For I have to fascinate these docile lovers
Pure mirrors that make all things more beautiful
My eyes, my big eyes constantly bright, eternal.





Salsa

Baudelaire said poetry and cooking are the highest art forms because each must appeal to the five senses. Et voilà! Here is my salsa with an onion, celery, celery leaves, green pepper, jalapeños, and two lemons squeezed in place of salt. I’d just about give anything for a Pennsylvania tomato in August right off the vine, its meaty flesh a meal in itself filling you up with warm sun, but it’s January in New York City and tomatoes at the market taste like cardboard. I’m going to use canned tomatoes, whole ones, not sauce or crushed. When you chop a canned whole tomato up, the tomato still has a sense of itself, adding its flavor alongside the pepper, onion and celery; each vegetable sticks out, brilliant together, shining separately. Tomato sauce does to every ingredient what was done to it, it blends, which is its purpose, covering your ingredients and making them a little dulled like pebbles in a stream covered by mud you’ve stirred up.

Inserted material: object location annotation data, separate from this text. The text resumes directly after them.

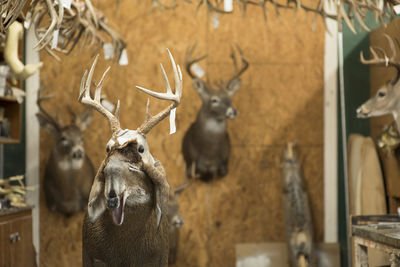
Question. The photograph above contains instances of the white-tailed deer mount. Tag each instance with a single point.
(131, 184)
(387, 99)
(298, 223)
(206, 144)
(69, 172)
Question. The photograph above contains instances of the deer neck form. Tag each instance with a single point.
(209, 124)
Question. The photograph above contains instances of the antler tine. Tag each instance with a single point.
(189, 62)
(244, 62)
(152, 121)
(384, 60)
(84, 97)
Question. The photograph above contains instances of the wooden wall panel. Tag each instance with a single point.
(281, 100)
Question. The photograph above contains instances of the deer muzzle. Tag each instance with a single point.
(231, 113)
(362, 112)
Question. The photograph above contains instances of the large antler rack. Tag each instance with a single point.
(152, 121)
(79, 22)
(84, 98)
(383, 59)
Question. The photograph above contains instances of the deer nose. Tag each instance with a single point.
(77, 154)
(231, 113)
(112, 200)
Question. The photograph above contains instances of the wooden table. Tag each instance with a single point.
(380, 232)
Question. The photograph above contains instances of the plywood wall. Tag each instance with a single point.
(281, 100)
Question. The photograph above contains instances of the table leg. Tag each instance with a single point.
(361, 255)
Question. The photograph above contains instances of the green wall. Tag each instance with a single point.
(356, 91)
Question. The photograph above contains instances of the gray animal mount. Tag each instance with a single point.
(131, 185)
(175, 222)
(206, 144)
(299, 233)
(69, 172)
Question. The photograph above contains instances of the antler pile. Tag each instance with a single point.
(10, 10)
(79, 22)
(347, 10)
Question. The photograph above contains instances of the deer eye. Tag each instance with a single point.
(141, 149)
(381, 94)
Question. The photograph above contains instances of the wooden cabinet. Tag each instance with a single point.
(16, 247)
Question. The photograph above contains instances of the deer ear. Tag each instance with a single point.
(84, 119)
(233, 86)
(200, 88)
(97, 201)
(47, 125)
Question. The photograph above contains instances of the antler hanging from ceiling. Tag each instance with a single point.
(67, 26)
(349, 11)
(10, 10)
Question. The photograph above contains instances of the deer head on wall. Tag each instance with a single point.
(131, 184)
(206, 144)
(387, 98)
(69, 171)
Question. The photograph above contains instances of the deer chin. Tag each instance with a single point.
(118, 213)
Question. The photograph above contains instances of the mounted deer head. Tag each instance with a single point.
(132, 185)
(69, 172)
(206, 144)
(387, 99)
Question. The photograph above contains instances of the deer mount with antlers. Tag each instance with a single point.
(387, 99)
(206, 144)
(132, 185)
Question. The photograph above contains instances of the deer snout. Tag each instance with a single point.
(177, 221)
(362, 112)
(231, 113)
(78, 153)
(112, 200)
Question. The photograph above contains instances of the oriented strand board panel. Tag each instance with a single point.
(281, 100)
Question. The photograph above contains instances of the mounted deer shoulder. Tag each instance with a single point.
(131, 185)
(69, 172)
(19, 70)
(387, 99)
(206, 144)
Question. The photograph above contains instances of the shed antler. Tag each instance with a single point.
(84, 98)
(383, 60)
(152, 121)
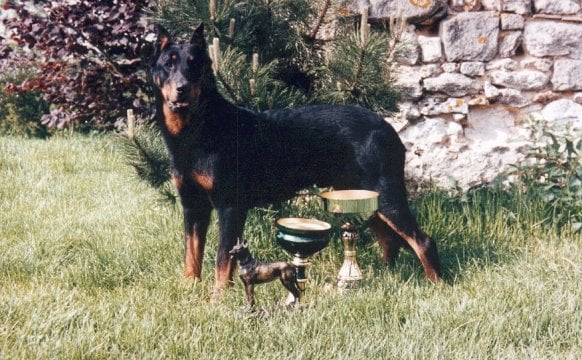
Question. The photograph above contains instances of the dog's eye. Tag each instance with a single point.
(170, 61)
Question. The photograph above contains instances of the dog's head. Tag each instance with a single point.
(240, 251)
(179, 70)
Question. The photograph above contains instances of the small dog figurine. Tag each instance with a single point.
(253, 272)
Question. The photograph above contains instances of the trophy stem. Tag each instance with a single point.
(301, 264)
(349, 276)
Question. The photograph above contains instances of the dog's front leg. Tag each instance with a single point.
(231, 221)
(196, 208)
(196, 222)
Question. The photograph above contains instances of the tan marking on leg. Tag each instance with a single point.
(419, 251)
(193, 256)
(203, 179)
(174, 121)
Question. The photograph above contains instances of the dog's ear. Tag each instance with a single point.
(198, 36)
(164, 39)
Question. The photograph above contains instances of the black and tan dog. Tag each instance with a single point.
(253, 272)
(232, 159)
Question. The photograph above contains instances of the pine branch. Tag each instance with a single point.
(319, 21)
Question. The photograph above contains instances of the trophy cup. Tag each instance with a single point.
(352, 208)
(302, 238)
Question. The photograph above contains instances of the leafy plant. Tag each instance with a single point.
(20, 113)
(553, 169)
(89, 56)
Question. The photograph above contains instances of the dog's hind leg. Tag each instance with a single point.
(250, 294)
(394, 212)
(231, 222)
(389, 240)
(289, 282)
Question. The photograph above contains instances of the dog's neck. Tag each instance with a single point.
(245, 258)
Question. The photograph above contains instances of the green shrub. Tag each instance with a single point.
(552, 170)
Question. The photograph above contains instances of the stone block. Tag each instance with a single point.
(544, 64)
(517, 6)
(512, 21)
(452, 84)
(560, 7)
(510, 42)
(567, 75)
(409, 9)
(512, 97)
(474, 68)
(470, 36)
(430, 48)
(553, 38)
(408, 80)
(522, 79)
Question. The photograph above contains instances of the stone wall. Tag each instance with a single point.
(473, 70)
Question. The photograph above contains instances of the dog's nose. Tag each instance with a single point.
(182, 89)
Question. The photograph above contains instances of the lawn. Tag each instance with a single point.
(90, 267)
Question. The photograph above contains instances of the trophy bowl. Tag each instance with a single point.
(301, 238)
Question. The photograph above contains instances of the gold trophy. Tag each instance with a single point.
(301, 238)
(352, 208)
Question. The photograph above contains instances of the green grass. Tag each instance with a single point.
(90, 267)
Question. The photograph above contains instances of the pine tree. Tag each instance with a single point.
(266, 54)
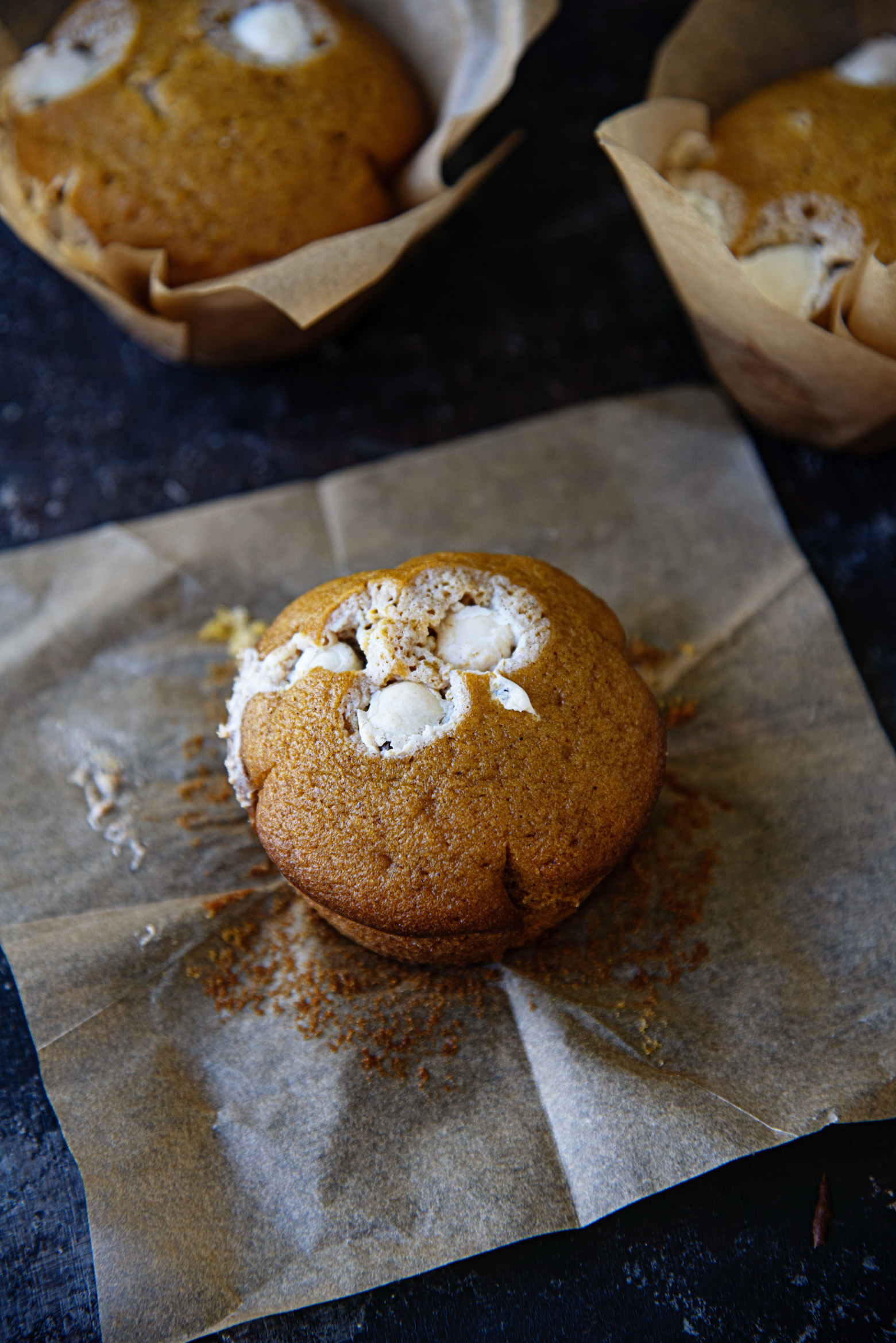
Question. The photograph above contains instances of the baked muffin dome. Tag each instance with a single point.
(800, 176)
(227, 133)
(446, 758)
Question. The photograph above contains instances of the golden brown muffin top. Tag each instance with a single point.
(226, 161)
(502, 821)
(813, 133)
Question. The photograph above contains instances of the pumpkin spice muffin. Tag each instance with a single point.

After stirring in the bright tomatoes, I clean and chop so much cilantro I can’t add it all, and chew on some full strength, pungent as soap or body odor perhaps, but if you like it as I do, well the sky’s the limit, what the heck. I stuff it in. The first time I tasted cilantro was in Colombia, December 1973. I was traveling on a bus from Cartagena to Bogota; a trip that was supposed to take a day, but wound up taking two because the bus kept breaking down and being fixed by the driver and his sidekick who never slept, nor did I bumping along over the mountain roads holding on. When we arrived in a town at noon, I ordered el sopa del dia, which turned out to be chicken claws served in a bowl of broth sprinkled with parsley I thought. Where I grew up, chicken claws were something you tossed. You chopped off the head, let it flop till it was quiet, scalded the feathers making them easier to pluck—some singed them in fire, but not Grandma. Boiling or burning the feathers stank as you gutted and washed out the chicken, chopping off the claws when you were done, throwing them in the offal.

Colombia was different. They put the claws in a bowl for you. The digits had been sliced so as they simmered the skin on them folded back revealing the meat on the bones. As I chewed on a claw, I noticed a taste I’d not tasted before, distinct, strange (it was a chicken claw after all) and different. That evening, when I ate steak with rice and beans in another mountain town, I tasted chicken claws and suspected the rice had been simmered in them. Then in Bogota wherever I ate, whatever I ate, I tasted chicken claws again and again. My god I asked myself, do they put them in everything? First impressions are meaningful, but often not true. It took awhile before I knew I was tasting cilantro. Well, the salsa’s done. It shines, looks good, smells great emanating lemon, feels fresh, healthy, alive in my mouth crunching as I taste all its flavors bitten bursting on my tongue. Come on, my friends, let’s eat some.